This time of year on the farm is exciting because we still have many summer crops that we will be harvesting as well as fall crops getting established. Peppers, tomatoes, green beans and okra will continue until the first frost, which is generally mid-October. The growing season is long enough here that we can plant many of the spring crops again in late summer for a fall harvest. This year we have carrots, kale, spinach, arugula, daikon radish, turnips, rutabagas, and lettuce that will be harvested through the early winter and some until next spring. We prolong the growing season for hearty greens like kale and spinach with row covers, which protects the plants from night time frosts. Fall roots can be preserved in the ground as well with a thick layer of mulch applied after the leaves have died back. This protects the tops from fluctuating temperatures that can cause rot.

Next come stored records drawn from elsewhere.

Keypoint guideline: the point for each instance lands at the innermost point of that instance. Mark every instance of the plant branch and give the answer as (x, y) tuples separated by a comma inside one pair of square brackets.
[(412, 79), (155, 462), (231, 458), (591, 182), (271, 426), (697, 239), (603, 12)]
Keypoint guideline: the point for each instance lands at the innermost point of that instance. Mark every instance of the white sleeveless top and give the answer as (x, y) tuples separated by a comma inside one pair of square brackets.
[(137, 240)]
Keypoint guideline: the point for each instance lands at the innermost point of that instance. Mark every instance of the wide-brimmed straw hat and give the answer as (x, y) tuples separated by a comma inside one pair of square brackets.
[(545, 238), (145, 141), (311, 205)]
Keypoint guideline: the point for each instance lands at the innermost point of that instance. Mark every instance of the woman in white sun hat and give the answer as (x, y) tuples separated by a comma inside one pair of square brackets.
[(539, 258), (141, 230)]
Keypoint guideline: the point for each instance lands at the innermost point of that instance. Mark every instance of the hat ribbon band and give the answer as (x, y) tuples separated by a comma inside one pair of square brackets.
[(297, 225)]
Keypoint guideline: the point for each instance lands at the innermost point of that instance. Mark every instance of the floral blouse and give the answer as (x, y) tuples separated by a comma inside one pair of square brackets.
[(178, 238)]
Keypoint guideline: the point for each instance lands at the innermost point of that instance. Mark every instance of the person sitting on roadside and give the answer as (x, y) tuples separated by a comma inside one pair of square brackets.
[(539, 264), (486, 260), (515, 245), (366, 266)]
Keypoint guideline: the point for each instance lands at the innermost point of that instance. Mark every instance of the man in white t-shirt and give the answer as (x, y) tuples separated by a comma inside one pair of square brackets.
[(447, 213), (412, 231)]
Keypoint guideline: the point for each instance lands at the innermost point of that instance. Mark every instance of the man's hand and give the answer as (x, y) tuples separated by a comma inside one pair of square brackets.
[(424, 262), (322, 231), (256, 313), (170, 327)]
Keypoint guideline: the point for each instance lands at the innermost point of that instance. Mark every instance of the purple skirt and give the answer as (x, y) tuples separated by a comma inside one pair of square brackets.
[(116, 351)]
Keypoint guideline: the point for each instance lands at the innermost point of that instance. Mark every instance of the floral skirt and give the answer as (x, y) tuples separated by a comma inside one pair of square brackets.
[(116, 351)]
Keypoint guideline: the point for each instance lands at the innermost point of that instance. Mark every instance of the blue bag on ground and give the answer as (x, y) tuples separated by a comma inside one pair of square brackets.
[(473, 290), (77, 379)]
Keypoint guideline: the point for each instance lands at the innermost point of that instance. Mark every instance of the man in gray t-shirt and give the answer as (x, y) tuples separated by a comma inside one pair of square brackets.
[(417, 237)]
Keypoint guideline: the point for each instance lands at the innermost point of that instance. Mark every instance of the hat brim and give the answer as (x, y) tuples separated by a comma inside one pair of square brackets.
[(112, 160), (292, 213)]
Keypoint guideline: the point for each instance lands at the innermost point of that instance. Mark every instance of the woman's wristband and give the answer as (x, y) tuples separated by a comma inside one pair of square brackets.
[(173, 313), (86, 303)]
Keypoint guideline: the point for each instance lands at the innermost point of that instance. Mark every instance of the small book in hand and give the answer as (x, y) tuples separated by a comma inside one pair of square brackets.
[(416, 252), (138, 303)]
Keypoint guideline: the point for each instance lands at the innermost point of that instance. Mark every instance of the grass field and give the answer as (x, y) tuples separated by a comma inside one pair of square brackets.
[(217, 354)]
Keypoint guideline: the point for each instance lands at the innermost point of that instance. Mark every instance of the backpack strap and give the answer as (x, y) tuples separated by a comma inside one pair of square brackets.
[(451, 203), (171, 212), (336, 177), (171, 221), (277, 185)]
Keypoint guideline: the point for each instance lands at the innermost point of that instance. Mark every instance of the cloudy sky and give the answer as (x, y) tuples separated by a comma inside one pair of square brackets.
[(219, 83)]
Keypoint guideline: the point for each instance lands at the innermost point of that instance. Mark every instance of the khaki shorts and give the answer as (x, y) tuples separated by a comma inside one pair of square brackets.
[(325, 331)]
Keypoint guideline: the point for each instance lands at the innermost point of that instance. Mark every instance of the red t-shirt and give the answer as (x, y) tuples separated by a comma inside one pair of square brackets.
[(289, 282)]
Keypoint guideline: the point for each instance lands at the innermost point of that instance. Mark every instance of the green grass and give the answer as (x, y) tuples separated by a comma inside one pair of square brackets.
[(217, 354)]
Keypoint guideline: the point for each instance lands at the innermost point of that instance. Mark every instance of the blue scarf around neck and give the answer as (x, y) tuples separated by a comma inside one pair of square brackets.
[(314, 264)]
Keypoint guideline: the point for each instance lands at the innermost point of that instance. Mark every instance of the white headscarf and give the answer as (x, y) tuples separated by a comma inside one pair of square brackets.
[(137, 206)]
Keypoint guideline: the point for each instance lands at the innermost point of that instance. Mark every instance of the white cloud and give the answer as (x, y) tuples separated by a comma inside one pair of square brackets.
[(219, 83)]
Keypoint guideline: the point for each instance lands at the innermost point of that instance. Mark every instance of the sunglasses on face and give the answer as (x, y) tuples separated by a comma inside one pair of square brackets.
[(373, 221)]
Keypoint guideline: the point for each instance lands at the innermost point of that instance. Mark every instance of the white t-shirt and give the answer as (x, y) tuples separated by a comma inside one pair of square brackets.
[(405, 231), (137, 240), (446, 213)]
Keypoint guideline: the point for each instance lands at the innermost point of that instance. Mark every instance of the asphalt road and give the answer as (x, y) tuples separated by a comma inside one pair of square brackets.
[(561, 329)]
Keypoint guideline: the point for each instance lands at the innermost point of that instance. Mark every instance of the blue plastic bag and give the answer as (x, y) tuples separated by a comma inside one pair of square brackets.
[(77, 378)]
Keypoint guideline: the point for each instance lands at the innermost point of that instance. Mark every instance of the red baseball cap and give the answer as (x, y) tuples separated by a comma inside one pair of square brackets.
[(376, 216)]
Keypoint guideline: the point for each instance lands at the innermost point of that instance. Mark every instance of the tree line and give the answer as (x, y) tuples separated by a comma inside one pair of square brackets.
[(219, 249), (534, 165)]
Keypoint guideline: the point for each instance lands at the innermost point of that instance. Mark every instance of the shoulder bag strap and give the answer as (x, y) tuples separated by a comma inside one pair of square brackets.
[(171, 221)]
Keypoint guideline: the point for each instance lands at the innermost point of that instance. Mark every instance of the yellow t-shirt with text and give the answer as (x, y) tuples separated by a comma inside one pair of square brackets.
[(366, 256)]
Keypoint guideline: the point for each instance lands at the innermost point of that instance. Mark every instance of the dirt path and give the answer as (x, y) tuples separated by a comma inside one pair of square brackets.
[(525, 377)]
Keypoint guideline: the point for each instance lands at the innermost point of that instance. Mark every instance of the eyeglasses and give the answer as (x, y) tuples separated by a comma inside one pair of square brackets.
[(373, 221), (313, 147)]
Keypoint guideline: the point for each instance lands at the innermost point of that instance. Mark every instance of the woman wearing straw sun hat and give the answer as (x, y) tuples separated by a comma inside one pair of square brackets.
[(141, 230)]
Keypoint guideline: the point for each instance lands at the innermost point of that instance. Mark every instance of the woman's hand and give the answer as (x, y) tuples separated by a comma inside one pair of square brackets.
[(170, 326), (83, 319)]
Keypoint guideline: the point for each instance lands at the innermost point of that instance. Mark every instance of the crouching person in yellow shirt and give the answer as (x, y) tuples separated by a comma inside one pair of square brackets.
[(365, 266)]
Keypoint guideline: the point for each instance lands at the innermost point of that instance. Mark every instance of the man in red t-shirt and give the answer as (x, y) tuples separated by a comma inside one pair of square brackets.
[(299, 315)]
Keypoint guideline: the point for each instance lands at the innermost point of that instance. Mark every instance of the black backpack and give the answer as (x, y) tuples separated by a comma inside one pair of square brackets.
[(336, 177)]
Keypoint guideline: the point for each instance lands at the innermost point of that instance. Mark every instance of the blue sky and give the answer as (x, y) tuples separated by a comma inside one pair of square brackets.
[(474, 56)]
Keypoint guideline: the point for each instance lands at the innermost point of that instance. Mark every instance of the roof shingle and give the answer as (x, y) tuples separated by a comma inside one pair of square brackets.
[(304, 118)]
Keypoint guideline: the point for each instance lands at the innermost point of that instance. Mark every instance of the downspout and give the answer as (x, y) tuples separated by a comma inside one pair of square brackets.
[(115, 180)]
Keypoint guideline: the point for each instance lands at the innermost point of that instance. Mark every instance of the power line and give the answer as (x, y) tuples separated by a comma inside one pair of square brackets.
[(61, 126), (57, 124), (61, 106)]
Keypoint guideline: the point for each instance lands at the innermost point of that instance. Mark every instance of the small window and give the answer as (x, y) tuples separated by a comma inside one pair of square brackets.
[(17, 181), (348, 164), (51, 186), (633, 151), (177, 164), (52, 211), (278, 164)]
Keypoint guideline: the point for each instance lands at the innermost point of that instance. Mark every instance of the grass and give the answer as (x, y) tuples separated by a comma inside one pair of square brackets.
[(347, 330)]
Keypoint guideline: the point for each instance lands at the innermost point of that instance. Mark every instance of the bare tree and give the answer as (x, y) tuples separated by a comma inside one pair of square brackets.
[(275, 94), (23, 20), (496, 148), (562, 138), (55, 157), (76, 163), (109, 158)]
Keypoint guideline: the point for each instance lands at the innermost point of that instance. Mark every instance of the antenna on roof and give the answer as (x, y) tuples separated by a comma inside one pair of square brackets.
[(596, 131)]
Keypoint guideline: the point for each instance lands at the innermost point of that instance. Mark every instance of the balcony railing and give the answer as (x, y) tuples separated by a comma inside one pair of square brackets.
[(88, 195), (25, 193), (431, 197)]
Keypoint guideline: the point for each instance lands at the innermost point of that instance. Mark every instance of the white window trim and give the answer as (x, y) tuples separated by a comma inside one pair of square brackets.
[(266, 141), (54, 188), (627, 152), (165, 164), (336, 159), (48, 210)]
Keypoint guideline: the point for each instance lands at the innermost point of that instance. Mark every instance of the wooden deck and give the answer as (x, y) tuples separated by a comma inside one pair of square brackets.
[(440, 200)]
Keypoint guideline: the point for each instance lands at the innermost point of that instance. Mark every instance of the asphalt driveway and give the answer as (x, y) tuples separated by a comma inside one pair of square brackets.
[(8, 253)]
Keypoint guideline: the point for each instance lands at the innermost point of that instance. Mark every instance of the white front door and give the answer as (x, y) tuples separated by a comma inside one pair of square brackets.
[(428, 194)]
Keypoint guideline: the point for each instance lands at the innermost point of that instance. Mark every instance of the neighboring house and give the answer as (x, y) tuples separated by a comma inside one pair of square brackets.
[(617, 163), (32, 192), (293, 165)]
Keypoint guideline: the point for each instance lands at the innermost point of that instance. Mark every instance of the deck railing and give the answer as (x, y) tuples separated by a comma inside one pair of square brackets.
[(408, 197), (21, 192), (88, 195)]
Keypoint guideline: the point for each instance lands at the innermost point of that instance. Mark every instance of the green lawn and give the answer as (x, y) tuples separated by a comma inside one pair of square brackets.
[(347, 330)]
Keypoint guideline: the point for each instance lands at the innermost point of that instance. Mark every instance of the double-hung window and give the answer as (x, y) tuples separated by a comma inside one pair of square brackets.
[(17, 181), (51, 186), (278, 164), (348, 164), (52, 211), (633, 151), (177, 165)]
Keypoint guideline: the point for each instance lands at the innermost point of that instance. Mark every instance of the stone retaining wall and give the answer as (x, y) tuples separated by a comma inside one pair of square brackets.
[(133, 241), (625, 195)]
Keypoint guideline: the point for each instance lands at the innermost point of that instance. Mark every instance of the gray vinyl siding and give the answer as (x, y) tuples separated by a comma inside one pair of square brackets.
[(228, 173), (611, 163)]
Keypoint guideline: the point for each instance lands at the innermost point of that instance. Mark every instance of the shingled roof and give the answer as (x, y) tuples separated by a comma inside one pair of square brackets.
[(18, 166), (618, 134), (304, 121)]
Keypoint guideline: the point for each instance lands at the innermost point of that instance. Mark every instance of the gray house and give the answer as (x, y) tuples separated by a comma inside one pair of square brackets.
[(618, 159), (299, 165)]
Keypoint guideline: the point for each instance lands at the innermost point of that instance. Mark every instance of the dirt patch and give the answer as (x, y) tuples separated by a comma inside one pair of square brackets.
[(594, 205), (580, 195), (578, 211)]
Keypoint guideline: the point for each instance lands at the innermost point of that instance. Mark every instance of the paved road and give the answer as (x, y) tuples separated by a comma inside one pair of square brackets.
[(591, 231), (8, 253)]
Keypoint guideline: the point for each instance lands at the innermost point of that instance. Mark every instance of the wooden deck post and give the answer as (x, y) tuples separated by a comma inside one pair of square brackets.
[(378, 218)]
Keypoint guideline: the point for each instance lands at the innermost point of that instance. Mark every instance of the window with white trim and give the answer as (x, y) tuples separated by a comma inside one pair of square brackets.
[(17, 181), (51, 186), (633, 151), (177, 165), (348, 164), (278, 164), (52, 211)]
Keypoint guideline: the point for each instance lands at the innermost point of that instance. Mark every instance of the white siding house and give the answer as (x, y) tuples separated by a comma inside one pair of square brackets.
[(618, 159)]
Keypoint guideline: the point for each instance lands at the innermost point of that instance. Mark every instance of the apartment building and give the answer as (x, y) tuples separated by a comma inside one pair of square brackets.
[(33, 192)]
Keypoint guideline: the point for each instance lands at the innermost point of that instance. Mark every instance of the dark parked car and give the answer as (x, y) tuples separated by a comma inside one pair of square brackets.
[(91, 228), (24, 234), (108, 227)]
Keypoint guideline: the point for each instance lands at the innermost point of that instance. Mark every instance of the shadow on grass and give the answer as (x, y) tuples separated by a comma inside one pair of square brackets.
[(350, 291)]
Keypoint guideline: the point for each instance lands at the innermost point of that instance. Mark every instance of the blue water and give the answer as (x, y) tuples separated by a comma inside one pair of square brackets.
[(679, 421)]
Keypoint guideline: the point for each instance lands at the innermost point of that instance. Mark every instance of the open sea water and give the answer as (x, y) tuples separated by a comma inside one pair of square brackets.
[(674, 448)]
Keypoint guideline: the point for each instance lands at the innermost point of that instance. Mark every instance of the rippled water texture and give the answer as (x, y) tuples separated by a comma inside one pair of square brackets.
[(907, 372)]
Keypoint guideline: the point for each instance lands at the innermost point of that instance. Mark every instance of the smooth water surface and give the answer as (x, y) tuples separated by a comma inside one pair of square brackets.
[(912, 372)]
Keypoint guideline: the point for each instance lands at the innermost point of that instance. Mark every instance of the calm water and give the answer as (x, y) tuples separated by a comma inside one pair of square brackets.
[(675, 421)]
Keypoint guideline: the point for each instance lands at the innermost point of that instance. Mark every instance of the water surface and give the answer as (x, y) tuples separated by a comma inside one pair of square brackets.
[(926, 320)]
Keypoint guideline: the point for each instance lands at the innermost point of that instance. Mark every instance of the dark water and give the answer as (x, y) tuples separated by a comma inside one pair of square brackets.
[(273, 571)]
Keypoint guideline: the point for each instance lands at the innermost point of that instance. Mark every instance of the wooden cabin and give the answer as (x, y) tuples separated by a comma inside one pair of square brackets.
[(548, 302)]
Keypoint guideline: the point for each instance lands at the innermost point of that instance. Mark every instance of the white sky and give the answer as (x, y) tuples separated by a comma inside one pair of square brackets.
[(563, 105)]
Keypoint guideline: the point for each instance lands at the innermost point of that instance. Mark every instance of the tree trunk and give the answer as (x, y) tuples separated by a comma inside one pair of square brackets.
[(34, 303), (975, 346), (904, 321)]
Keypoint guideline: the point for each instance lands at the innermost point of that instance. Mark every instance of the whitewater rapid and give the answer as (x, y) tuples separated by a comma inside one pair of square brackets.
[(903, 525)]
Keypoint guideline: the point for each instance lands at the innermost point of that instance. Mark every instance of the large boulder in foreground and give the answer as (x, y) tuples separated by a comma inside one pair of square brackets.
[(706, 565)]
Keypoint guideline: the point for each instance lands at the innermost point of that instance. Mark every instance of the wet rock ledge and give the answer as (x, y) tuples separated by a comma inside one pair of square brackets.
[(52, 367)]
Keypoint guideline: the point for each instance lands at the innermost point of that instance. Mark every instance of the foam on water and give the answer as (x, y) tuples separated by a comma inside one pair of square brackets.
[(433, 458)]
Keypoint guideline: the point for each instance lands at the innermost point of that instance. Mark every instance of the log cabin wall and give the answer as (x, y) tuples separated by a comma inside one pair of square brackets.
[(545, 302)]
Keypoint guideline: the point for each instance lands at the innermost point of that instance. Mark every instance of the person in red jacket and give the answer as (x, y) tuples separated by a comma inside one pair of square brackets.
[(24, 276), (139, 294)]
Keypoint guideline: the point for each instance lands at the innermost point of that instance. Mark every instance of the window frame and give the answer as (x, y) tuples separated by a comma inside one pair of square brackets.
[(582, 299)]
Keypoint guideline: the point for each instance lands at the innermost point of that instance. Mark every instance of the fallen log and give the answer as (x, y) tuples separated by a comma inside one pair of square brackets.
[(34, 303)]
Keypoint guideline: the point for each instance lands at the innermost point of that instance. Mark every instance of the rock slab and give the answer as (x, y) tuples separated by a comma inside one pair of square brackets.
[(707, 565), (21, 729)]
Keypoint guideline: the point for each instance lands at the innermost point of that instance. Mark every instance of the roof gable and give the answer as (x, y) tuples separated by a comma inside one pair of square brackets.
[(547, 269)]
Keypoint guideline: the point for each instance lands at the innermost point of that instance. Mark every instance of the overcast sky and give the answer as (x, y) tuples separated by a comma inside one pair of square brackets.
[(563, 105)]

Much of the garden is fallow at this time of year after early summer crops or cover crops have died back, which leaves a great opportunity to bring animals into the garden. This year we have been rotating turkeys into fallow areas which is both beneficial for the birds and the soil. The turkeys eat weeds and seeds that would otherwise sprout next year unwanted, and the manure they leave behind adds fertilizer for next years crops. In the past we have experimented with rotating pigs, chickens and goats in fallow beds and in between orchard trees with good results.
Sweet potato harvest happened this month. We planted a total of 550 slips this spring which is around 150 more than we normally plant. This should hopefully keep us stocked with delicious homegrown sweet potatoes until next summer! We planted a few different varieties this year, including the classic deep orange fleshed Beauregard, white fleshed O’Henry, and the dense Ginseng, which is known to have a high beta carotene content and has a good storage life. All of them make really good sweet potato fries! Following the harvest we will move pigs through the sweet potato patch to clean up the greens and hopefully dig up the remaining sweet potato side shoots.
Late October is time to plant garlic in the south. We mostly plant hardneck, or rocambole varieties which have an intense true garlic flavor and larger cloves. Our favorite variety is German extra hardy because of its capacity to store well over the winter and it large, easy to peel cloves. Hardneck varieties also put on bulky scapes in the spring, which makes amazing pesto.
As the days get shorter and the night temperatures are dropping lower we are relying more on our hoophouse to support late fall plantings. This fall we have planted zucchini, cabbage, broccoli, collards, tatsoi, hakurai turnips, parsley, and mizuna, and will continue to plant successions of salad greens into December for fresh salad all winter long! Since this is the first winter growing in the hoophouse we are still experimenting and figuring out which crops do best. Everything seems to be thriving with the improved growing conditions that it provides.